YD- We are witnessing good growth in AC and smart TV verticals. The demand for inverter ACs is rising here. One major reason behind that could be inverter AC’s capability to lower power bills by consuming less electricity. Company’s claim that these consume up to 40 per cent less electricity than normal ACs. The best part is the fact that inverter ACs are now available at prices of normal ACs.
Additionally, ACs and TVs are now becoming necessity products. A lot of people want to install these in every room of their homes. So if a consumer has the spending power, he does not hesitate in buying separate ACs and TVs for all the rooms in his house.
ACE- Any new strategy implemented by your team in this FY that’s resulting in growth?
We have placed a wide range of Inverter ACs on display. Amrit Electronics also tries to drive sales using schemes as per seasons. We even announce offers and give away freebies like stabilizers with the purchase of ACs. Helping consumers get consumer electronics financed is also working out for us.
ACE – Any product segments or brands that are affecting your business positively or negatively?
YD – Apart from the online sales channel we are facing tough challenges from large format retailers like Vijay Sales, Croma, Reliance Digital. Consumer electronics brands prefer them as they order products in bulk. Additionally, they are also offered more margins than us.
We try our best to negotiate with brands for better schemes and select models that are different from the markets including online and large format retailers. This helps in decreasing competition. We try to pitch additional warranty or AMCs on consumer electronics products.
ACE – What’s your strategy for products that get discontinued or obsolete? How do you avoid losses on them?
YD- We try to liquidate existing stock before the launch of new products line up. We also make purchases at that time carefully. Every company updates its product lineup according to seasons now. So, whenever any stock is stuck in our store, we request brands to support us in liquidation of those. At times we get the support and at time we do not.

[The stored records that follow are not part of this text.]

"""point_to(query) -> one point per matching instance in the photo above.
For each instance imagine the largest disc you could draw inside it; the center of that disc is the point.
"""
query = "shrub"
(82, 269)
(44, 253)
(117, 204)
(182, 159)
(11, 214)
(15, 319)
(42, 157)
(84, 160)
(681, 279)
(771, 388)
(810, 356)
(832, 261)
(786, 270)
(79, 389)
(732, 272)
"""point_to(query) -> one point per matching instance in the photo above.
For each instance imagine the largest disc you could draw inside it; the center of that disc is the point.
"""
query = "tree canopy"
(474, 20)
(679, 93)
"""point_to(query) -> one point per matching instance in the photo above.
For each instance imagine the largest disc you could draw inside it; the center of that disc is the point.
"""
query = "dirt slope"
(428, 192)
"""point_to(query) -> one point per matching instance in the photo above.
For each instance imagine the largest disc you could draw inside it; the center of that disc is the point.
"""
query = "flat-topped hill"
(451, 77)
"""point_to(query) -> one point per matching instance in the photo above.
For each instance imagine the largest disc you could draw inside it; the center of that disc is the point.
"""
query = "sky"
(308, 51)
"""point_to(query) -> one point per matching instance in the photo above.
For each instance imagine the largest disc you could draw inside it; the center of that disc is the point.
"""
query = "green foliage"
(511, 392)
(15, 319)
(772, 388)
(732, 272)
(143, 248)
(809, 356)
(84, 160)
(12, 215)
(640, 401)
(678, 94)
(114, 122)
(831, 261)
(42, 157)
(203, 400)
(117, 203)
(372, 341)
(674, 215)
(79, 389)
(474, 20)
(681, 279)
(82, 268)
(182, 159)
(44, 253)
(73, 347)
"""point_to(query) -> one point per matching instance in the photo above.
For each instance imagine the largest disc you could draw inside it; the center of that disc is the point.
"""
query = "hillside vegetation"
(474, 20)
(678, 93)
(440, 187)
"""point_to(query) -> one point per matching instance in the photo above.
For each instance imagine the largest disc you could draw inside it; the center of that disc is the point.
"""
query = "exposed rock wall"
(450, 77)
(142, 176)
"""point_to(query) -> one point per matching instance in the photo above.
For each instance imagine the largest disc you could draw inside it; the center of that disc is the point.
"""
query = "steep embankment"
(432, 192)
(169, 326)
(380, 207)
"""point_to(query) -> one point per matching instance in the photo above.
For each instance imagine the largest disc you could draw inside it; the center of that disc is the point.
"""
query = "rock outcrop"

It is simple if brands suport us we are able to avoid losses and if they do not, we most of the time end up in losses.
ACE – How are you handling the challenges created by online portals like Amazon and Flipkart?
YD- There are challenges from the online sales channel but since the new Govt policies came in, those challenges have reduced to some extent. We also try to place different products in the display but still when online channel tries to drive sales through discounts, we suffer.
ACE- Are you accepting digital payments from customers through Debit Cards, Credit Cards, PayTM, etc? Are you seeing an increase in the same? Do you have a finance facility? Do you have finance facilities for consumers?
YD- We are accepting digital payments and we are witnessing good growth in that. Digital Payments have presented an easy option for consumers and retailers. Earlier, we had to wait for up to three days to get cheques cashed from banks.
We have almost all the major finance facilities. These include Bajaj finserv, Home Credit, HDB Finance and Axis bank. We also offer finance from credit cards. Now maximum consumers do not make full payments at the time of purchase, they prefer to go with the finance.
ACE- What’s your take on the erosion of margins because of commissions on cards, payment gateways, etc on digital payments? How do you manage this challenge?
YD- Digital payments cost us around 1.5 per cent but we have to bear that cost. In case our margins are getting a hit due to extra discounts, then we propose Google pay, Phone Pay and other UPI Payment methods to the consumer.
ACE- Do you have the ambition to launch your own brand of products in the future too? If yes, any product range that you’d like to?
YD- There is a lot of competition from the online channel, and from offline retailers. The profitability is decreasing so we are planning something different. We are planning for a new brand and probably we will launch products like water purifiers and LED TVs under this brand.